No Mother–No Whips

For five days I’m writing about the most interesting methods people have used throughout history to raise brilliant children of all types. Yesterday I wrote the intro. to this series: Baby, Who Cares If It’s Cold Outside!

Amy Chua, the author of the controversial new book The Battle Hymn of the Tiger Mother is the unabashed, if occasionally faux-contrite, heroine of her story.  The message is clear: her musical prodigy daughters could not have attained their brilliant success without their tough-love mom. Chua is more than queen of her home. She’s more of a micro-managing-manic, dictator/empress combo.  Chua’s emotionally abusive tactics aside, today we place tremendous value on a mother’s involvement in her childrens’ lives. But the truth is, loads of brilliant people from the past had little maternal influence as they grew-up. Still, the most striking truth I’d like to tell Amy Chua, is that the extreme tough-love stuff, may not be necessary either.

Read on for one super-interesting example that makes both my above points:

In early sixteenth-century France, the mayor of Bordeux, Pierre Eyquim read much and talked philosophy with whomever would listen– but his ignorance of Latin (the language of books), left him but a well-regarded dabbler. His son would have no such limit. Pierre Eyquim would make sure of that.

Before any Latin lessons, Pierre’s third baby boy–Michel needed to survive past infancy. The best way to do this, thought this father, is to raise him among peasants–and away from the soft life of the Eyquim family chateau.  The elder Eyquim also hoped the boy would acquire, by osmosis, an intuitive knowledge of the commoner’s ways.  This, Pierre seemed to think, would come in handy and even endear Michel to those  same commoners he would surely rule some day.

So to toughen his son up, Pierre had baby Michel’s wet nurse remain in her own home. Michel went to her –instead of the other way around, and she raised him barefoot alongside her own children– plus the goats and chickens, in a thatched-roof peasant’s cottage. Michel did not smell, see or feel the soft touch of his real mother until his third birthday.

Then, the next phase of Pierre Eyquim’s plan began. Historian Sarah Bakewell says,

The second element of [Michel's] experimental education would prove totally incompatible with the first.  Back in his family home [the grand chateau], little peasant Micheau was now to be brought up as a native speaker of Latin.

The little boy leaped–rather abruptly, from the peasants’ rough Perigorian to full Latin immersion, totally bypassing French.

Again, Sarah Bakewell says,

This was an astonishing project for anyone even to think of, let alone put into effect.

No one at home spoke any Latin. Finding a native Latin speaker would be almost impossible.  But Pierre remained undaunted. He  found a German tutor–who spoke flawless Latin but not a word of French, for his son. Everyone else in the household was banned from speaking to or around the little boy–until they could speak in educated Latin.  The tutor became the most important person in Michel’s early childhood.

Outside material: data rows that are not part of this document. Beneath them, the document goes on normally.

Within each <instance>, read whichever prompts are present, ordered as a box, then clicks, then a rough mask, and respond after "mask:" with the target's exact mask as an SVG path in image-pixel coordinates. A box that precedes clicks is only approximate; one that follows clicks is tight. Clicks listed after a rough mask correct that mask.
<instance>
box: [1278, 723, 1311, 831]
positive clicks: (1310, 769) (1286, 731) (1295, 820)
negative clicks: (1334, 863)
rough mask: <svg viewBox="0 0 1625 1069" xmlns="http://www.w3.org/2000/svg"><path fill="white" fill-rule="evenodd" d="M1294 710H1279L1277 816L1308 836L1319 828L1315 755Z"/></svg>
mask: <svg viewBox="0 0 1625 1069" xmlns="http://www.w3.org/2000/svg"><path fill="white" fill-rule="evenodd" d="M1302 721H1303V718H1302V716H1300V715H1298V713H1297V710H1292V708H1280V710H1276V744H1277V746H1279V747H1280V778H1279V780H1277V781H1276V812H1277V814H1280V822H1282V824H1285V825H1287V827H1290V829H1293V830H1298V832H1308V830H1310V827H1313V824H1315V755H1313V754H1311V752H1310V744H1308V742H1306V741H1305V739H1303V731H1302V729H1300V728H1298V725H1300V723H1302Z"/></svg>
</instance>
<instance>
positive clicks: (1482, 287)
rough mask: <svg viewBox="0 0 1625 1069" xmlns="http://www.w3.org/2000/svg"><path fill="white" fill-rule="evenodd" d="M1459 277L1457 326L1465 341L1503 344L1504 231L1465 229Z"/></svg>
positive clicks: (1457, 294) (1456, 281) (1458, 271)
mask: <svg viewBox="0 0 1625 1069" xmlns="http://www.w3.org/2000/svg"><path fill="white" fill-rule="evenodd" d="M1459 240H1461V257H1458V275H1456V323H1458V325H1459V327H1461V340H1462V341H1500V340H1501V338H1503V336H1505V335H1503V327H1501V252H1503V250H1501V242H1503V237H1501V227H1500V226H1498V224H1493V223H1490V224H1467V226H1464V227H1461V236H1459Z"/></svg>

Whatever happened to this little child so oddly educated?  He grew to become the most influential philosopher of the Renaissance–Michel de Montaigne.

Through the years, Michel de Montaigne recalled with fondness his father’s plans and ways.  Of his early education and skills acquisition, he later wrote,

[I learned] without artificial means, without a book, without grammar or precept, without the whip, and without tears.

He also said,

My father and mother learned enough Latin…to understand it, and acquired sufficient skill to use it when necessary, as did also the servants who were most attached to my service.  Altogether, we Latinized ourselves so much that it overflowed all the way to our villages on every side, where there still remain several Latin names for artisans and tools that have taken root by usage.  As for me, I was over six before I understood any more French or Perigordian than Arabic.

What would compel Michel de Montaigne’s father to follow such a plan? Historian Sarah Bakewell says,

Command of beautiful and grammatically perfect Latin was the highest goal of a humanistic education: it unlocked the door to the ancient world…as well as to much of modern culture, since most scholars still wrote in Latin.

If you spoke well, you must be able to think well. Pierre wanted to give his son the best advantage imaginable:  a link both to the lost paradise of antiquity and to a successful personal future.

Michel de Montaigne maintained a love of learning throughout his entire life and often credited his father for that gift. In turn,  Michel gifted the Western world with some of its greatest ideas.   He influenced Blaise Pascal, Shakespeare and Ralph Waldo Emerson and even helped usher in a new era of religious tolerance throughout Western Europe.

Not bad for someone who’s mother did not hold him or talk to him much!  And also, not bad for someone who never really cried over his lessons.